Just to be clear, even though it has been this way for a while as you said, it's only a serious issue now due to the gRPC changes in metron. Before that metron didn't seem to care that the zone wasn't configured. I checked my production servers running older code and there are no errors. Using the latest release with the new metron code, metron is spewing errors continuously.

I can't go to production using the code as is, so please reconsider putting the zone back into the metron config to fix this until the BOSH agent is ready.

amhuber commented 7 years ago

@sbenario, can you take a look at this issue and see if this is potentially something that can be addressed using one of the options above?

sbenario commented 7 years ago

Sorry Aaron, I'm no longer the PM for this project (announced at the runtime PMC several months ago). @awmartin and @aminjam should be able to take a look though :-)

amhuber commented 7 years ago

Ah, sorry, I must have missed the announcement but thanks for pulling in the correct new owners.

sbenario commented 7 years ago

no problem!

On Tue, Jan 10, 2017 at 12:58 PM, Aaron Huber notifications@github.com wrote:

Ah, sorry, I must have missed the announcement but thanks for pulling in the correct new owners.
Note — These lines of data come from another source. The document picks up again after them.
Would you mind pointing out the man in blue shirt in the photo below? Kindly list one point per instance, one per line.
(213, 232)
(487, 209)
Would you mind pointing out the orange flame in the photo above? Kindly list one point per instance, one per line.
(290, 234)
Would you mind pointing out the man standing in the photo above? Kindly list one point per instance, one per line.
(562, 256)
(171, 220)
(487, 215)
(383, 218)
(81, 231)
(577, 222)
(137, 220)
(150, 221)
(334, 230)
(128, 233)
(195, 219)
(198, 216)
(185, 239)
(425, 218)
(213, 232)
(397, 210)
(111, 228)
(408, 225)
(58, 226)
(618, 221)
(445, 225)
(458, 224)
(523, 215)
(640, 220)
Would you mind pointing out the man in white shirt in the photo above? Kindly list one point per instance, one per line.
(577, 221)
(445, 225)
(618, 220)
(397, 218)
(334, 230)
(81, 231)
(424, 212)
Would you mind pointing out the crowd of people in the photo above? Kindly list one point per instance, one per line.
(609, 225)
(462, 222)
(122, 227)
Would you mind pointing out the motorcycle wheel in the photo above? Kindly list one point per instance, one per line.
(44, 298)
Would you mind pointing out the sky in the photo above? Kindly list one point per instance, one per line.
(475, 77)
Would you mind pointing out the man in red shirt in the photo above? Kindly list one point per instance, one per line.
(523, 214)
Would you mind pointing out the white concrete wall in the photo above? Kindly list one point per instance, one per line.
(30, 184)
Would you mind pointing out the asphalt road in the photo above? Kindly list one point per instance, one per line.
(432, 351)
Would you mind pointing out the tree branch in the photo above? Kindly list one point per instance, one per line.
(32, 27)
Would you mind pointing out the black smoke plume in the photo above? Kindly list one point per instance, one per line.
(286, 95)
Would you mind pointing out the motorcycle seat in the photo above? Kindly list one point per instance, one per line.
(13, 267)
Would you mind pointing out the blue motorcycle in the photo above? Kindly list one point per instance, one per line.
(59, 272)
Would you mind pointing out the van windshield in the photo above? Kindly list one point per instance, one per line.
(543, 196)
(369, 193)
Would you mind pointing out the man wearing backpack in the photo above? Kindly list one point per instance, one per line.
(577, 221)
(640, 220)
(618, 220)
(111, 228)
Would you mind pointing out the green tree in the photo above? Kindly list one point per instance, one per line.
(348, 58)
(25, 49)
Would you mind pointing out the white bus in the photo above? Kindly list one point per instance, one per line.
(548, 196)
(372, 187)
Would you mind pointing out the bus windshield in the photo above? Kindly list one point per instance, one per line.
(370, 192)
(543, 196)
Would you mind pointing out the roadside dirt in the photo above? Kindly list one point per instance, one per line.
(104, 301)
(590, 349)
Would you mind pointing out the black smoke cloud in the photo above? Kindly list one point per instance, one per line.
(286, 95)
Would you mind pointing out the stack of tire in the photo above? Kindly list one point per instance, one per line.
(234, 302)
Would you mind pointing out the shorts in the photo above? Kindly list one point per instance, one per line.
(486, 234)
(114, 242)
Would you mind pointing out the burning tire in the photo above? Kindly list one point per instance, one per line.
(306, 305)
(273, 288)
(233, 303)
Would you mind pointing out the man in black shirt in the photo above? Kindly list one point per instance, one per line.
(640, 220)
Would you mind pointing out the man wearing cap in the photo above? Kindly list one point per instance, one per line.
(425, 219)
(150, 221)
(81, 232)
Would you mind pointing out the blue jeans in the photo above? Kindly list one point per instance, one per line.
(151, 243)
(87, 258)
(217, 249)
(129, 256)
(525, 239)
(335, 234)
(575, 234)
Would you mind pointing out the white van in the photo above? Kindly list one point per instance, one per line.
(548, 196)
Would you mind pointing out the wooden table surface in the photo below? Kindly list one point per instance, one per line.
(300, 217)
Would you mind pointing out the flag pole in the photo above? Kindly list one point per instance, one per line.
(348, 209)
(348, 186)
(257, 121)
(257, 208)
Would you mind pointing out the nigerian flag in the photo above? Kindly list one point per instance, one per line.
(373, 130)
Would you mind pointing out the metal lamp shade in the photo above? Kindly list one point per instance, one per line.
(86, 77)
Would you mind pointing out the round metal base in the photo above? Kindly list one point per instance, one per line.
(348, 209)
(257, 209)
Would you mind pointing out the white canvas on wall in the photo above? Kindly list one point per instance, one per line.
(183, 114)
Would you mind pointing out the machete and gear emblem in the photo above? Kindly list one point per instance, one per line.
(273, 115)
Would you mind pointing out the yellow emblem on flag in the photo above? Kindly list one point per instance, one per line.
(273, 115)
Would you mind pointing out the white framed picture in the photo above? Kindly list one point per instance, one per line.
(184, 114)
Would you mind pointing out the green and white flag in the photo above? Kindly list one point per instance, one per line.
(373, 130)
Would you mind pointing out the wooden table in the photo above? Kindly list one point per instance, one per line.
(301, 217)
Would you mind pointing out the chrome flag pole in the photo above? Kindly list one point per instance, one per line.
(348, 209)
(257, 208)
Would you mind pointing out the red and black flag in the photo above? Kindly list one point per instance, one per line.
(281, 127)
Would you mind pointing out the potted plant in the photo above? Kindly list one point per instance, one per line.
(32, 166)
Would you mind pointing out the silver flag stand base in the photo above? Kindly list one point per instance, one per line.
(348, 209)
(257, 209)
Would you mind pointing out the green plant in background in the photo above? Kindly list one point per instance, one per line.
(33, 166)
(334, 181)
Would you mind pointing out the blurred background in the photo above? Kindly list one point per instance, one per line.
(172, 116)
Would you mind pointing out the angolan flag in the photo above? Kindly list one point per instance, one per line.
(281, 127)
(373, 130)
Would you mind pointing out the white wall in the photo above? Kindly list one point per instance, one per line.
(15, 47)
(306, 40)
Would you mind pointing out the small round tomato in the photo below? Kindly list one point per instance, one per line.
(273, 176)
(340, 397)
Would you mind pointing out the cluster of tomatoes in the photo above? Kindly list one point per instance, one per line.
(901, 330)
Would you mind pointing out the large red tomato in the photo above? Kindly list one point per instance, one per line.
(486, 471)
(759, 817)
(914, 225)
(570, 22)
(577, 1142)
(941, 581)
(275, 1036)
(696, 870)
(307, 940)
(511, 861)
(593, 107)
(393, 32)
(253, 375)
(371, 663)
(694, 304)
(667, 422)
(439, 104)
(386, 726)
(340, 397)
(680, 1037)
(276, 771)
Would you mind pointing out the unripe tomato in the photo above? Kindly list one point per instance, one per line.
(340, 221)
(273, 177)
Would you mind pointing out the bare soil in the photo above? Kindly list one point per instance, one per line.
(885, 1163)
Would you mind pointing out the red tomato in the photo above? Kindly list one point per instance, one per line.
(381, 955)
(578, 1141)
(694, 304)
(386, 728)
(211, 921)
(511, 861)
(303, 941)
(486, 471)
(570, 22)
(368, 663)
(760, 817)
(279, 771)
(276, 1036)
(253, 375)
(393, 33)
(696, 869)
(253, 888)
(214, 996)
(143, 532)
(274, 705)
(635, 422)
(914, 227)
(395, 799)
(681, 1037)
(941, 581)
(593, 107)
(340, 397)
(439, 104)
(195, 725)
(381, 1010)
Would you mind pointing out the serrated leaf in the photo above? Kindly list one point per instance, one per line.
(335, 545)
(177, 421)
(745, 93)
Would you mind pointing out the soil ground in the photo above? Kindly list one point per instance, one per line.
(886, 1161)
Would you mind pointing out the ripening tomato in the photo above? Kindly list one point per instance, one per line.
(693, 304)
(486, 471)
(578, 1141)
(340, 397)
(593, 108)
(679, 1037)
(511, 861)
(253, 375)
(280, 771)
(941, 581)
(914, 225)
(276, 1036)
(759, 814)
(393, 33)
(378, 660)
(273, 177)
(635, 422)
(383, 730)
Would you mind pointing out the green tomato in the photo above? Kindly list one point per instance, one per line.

— You are receiving this because you were mentioned. Reply to this email directly, view it on GitHub https://github.com/cloudfoundry/diego-windows-release/issues/20#issuecomment-271648846, or mute the thread https://github.com/notifications/unsubscribe-auth/ABXRx49O1GrVxxLJXG5wZusI2ZyNJEn8ks5rQ8bYgaJpZM4Ld7u8 .

--

Steven Benario | Strategic Product Owner

sbenario@pivotal.io

awmartin commented 7 years ago

@amhuber We have the issue tracked and prioritized. However, because the team's focus is on BOSH-Windows GA, we may not get to this is a predictable timeframe ourselves. PRs are welcome, and we'll review them when they come in.